It would be a bad idea to make emergency services try to reach Mission Hill, given all the dangers still surrounding the place, but there was no way Rio could just go to the police and try to explain his way out of this either. He was a mess, the house looked like a serial killer’s wet dream, and he wasn’t going to let anyone else touch Devon if he could help it. Well, then. He’d have to find another way to get things done, and fast; the sun was beginning to rise.
Wasn’t there a helicopter around here somewhere?
Chapter Twenty-Six
Devon couldn’t quite seem to wake up.
He was on the verge of it, he knew. He had been for a while now. If he strained, he could hear sounds: the hum of an engine, or strains of soft, unfamiliar music, or water splashing against porcelain. Bright blobby shapes floated against the blackness of what had to be his eyelids, and Devon tried to open them, but they didn’t budge. Too much effort, and he tumbled back down into sleep, with no measure of how much time was passing.
As Devon pushed back up after another dip into unconsciousness, he was vaguely aware of the sensation of movement, and warm pressure against his upper back and under his knees. Carried, his mind lobbed at him lazily. He was being carried, held close against someone’s chest as the air went from warm to cool. Inside to outside?
Whoever was carrying Devon set him down gently onto something soft—a bed, a couch?—not outside, then.

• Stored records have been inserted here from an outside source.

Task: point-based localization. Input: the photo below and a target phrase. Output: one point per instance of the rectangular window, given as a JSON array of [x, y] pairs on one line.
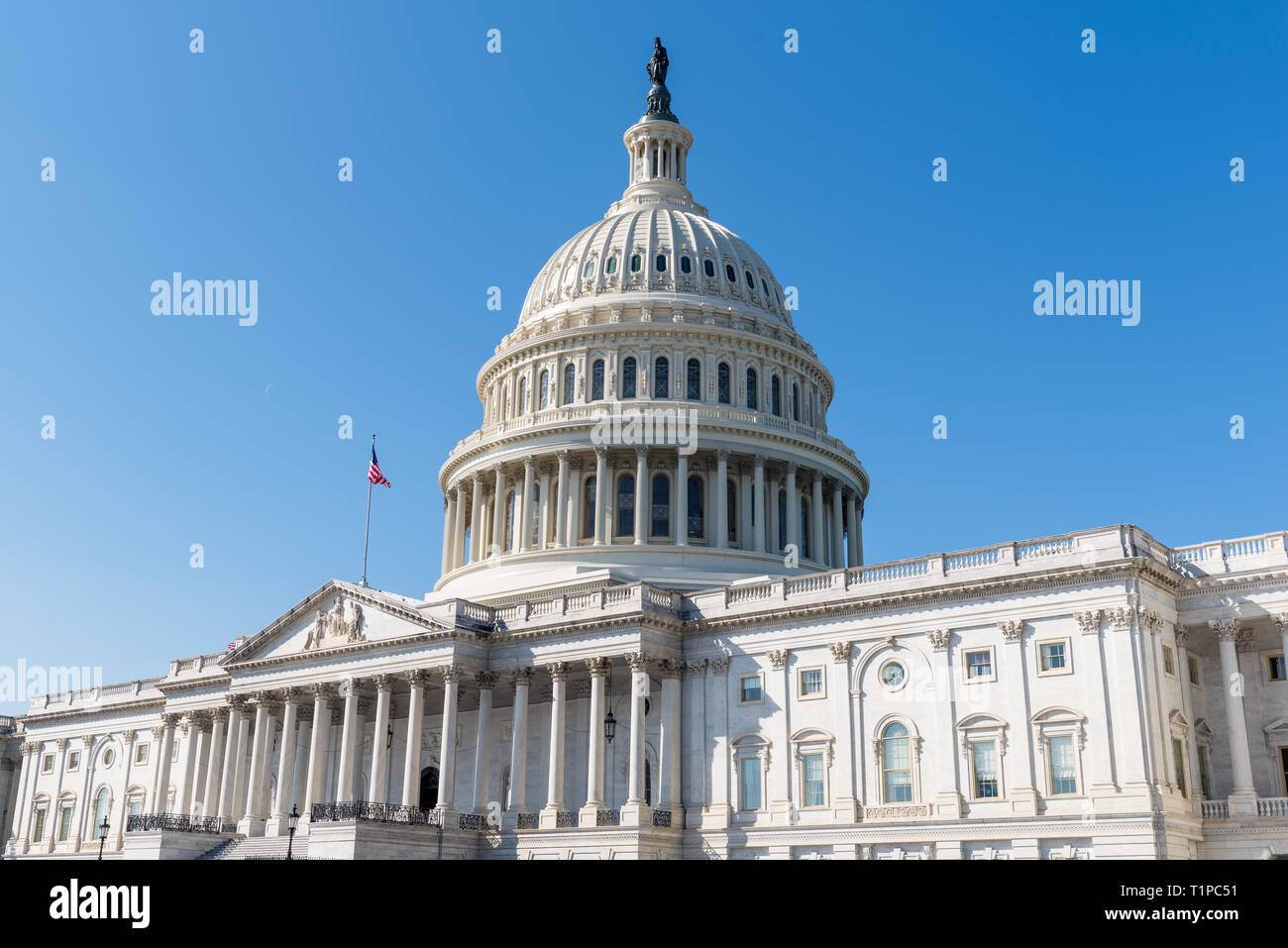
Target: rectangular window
[[748, 780], [979, 664], [1052, 656], [811, 682], [1064, 775], [811, 767], [983, 755]]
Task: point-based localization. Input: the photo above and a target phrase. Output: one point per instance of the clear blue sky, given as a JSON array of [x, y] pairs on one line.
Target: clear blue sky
[[472, 167]]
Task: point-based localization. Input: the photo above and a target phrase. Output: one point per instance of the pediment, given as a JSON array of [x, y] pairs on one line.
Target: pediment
[[336, 616]]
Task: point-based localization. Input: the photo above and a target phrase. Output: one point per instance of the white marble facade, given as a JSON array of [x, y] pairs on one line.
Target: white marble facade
[[1094, 694]]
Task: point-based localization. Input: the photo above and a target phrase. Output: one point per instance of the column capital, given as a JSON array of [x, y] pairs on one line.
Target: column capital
[[1012, 630], [1090, 621]]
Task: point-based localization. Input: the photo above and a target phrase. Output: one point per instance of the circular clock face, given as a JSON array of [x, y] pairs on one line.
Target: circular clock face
[[893, 675]]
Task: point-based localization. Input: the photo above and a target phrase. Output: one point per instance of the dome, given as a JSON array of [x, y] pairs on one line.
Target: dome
[[656, 250]]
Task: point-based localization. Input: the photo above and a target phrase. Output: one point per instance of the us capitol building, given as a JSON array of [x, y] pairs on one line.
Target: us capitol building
[[656, 636]]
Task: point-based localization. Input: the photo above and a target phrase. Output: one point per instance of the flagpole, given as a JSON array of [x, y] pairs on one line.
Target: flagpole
[[368, 537]]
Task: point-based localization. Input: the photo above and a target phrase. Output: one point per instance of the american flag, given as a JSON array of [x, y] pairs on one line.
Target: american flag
[[374, 474]]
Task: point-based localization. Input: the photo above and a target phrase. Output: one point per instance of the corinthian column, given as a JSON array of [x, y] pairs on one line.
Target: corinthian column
[[1243, 797]]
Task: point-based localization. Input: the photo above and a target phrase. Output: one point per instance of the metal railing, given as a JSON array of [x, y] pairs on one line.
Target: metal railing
[[365, 811], [179, 823]]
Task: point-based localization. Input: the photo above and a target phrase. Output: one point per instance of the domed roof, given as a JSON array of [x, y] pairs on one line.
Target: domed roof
[[656, 248]]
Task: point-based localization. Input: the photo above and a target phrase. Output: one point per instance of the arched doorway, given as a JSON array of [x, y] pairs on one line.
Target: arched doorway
[[429, 789]]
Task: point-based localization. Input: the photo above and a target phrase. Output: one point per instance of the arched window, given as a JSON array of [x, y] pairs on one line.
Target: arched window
[[570, 382], [626, 505], [696, 519], [589, 511], [732, 510], [102, 806], [629, 377], [661, 506], [661, 376], [805, 537], [596, 380], [896, 766]]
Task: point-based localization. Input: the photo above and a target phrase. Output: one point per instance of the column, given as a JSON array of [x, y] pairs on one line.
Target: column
[[378, 780], [447, 750], [459, 528], [214, 763], [1018, 710], [851, 517], [286, 767], [603, 494], [449, 519], [519, 745], [228, 782], [498, 511], [721, 491], [1243, 797], [476, 526], [837, 528], [636, 811], [161, 792], [643, 496], [485, 682], [348, 741], [599, 670], [818, 543], [526, 515], [682, 500], [558, 711], [316, 788], [561, 511], [794, 511], [669, 759], [415, 723], [758, 504]]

Soft fabric rubbed over his skin, followed by gentle hands shifting his limbs to slide on some sort of clothing. Then the hands went away. Devon could just barely hear the scuff of shoes on carpet, followed by a long, slow sigh. Big lungs, a deep voice…didn’t he know someone like that? For a moment Devon thought it had to be one of his fathers, but neither of them was particularly big. No, this was…
Rio. It was Rio. Just thinking his name made Devon’s heart speed up. He wasn’t entirely sure why, but it was suddenly imperative that he wake up all the way and open his eyes. He had to see Rio, had to see him with his own two eyes. It seemed like the last time Devon had seen Rio, things had been…different.

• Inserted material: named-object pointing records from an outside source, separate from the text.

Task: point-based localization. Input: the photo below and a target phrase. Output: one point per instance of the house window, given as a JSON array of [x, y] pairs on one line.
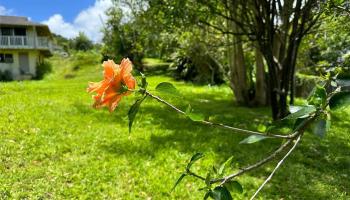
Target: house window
[[6, 58], [20, 31], [6, 31]]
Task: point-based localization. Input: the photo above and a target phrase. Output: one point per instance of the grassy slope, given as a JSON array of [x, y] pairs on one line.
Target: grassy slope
[[54, 145]]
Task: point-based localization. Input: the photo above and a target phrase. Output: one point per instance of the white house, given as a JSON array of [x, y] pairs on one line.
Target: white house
[[23, 45]]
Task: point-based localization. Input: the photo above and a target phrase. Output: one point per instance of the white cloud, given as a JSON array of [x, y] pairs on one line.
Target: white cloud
[[90, 21], [5, 11], [59, 26]]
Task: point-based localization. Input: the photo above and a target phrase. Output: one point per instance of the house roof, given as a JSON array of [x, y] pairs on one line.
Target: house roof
[[23, 21], [15, 20]]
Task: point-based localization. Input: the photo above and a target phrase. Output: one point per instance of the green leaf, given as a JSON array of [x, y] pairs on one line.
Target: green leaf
[[339, 100], [207, 195], [143, 81], [178, 181], [234, 186], [223, 166], [262, 128], [318, 97], [334, 84], [133, 111], [293, 109], [253, 138], [322, 126], [168, 88], [300, 122], [207, 179], [220, 193], [194, 116], [305, 111], [215, 170], [194, 158]]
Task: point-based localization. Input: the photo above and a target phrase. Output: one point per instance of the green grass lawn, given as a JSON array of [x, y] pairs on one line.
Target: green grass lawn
[[54, 145]]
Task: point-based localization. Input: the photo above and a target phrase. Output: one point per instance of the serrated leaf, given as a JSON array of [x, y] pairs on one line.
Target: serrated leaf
[[293, 109], [143, 81], [339, 100], [223, 166], [234, 186], [178, 181], [207, 179], [215, 170], [133, 111], [253, 138], [320, 128], [262, 128], [194, 116], [168, 88], [334, 84], [305, 111], [207, 195], [220, 193], [194, 158], [300, 122], [318, 97]]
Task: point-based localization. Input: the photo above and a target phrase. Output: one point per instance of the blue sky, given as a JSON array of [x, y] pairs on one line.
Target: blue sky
[[64, 17]]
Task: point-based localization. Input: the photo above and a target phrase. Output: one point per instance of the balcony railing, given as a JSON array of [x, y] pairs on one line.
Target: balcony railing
[[24, 42]]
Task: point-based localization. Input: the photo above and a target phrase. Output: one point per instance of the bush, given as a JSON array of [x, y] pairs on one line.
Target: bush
[[85, 58], [42, 69], [304, 84], [82, 43], [345, 74]]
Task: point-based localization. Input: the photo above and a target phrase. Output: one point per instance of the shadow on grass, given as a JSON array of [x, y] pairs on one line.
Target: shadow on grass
[[315, 163]]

It took a lot of effort, but after a few seconds Devon was able to move his fingers. His toes followed suit, then his whole hand. He forced air through his vocal cords; it was barely enough noise to qualify as a grunt, but Rio seemed to hear it.
“Devon?” The soft surface depressed with Rio’s added weight, and Devon felt one of those oversized hands cup his face. He turned into the touch, weakly, and grunted again.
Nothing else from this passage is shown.